Peyote

Peyote, by Stefan Schütz, translated by Harold Rhenisch

Peyote

by Stefan Schütz; translated by Harold Rhenisch

$14.95

  • Autumn 2001
  • ISBN 978-0-921870-89-0 (0-921870-89-2)
  • 5-1/2 x 8-1/2 Trade Paperback, 96 pages
  • Fiction, German Translation, Native Studies



In this darkly comic monologue by one of the masters of contemporary German theatre, a German tourist visiting Banff is forced to wait out a thunderstorm in the cabin of an old shaman. By the time the night is over he has been humiliated, mocked, and enlightened, has undergone a nightmare voyage through the worlds of the living and the dead, and has been initiated into ancient shamanistic mysteries and into the peyote cult. All is, however, not as it seems.

Stefan Schütz turns long practice at rewriting Greek tragedies in the context of contemporary dictatorships into a contemporary tragedy of the confrontation of the western cult of the individual with the Native American world of myth. The tragedy follows the stages of a peyote vision. It is a shocking world of black comedy which deconstructs romantic verbal, visual, and cultural clichés, including those of deconstruction itself. The tragedy is inescapable, unexpected, and devastating, but is made even more human and generous for that.

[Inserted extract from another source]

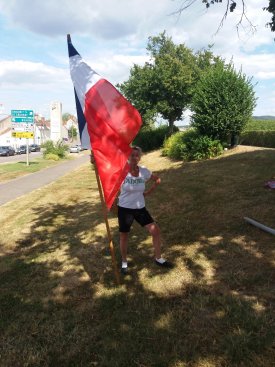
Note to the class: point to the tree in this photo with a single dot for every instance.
(72, 132)
(164, 84)
(223, 102)
(231, 5)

In the course of this play’s vision, the fall of the Berlin Wall, the guilt of patriarchy, the patronizing and colonializing qualities of contemporary tourism, and the seductions of technology merge with stories of Windigo and Coyote, with the scenery of Banff, with a playful use of language, in one writer’s uncompromising search for a world of humanity past seductions of Utopia. Peyote is a dual-language publication: English on one side of the page, German on the other.

Reviews:

“This tale invites us to cross a surprising double bridge over two cultures. A German writer who has been compared to James Joyce in his own country has convincingly taken on the voice of a North American Native; his translator has rendered the luminous text into the Canadian/English idiom, thus bringing it, as it were, back to its intended spiritual habitat. That the publisher has provided us with both the German and the English text makes the book a small literary treasure.”
—Professor Marketa Goetz-Stankiewicz, German Dept., University of British Columbia

“It is as if Carlos Castenada had met the Berlin Wall. The result: one of the greatest pieces of clowning in years.”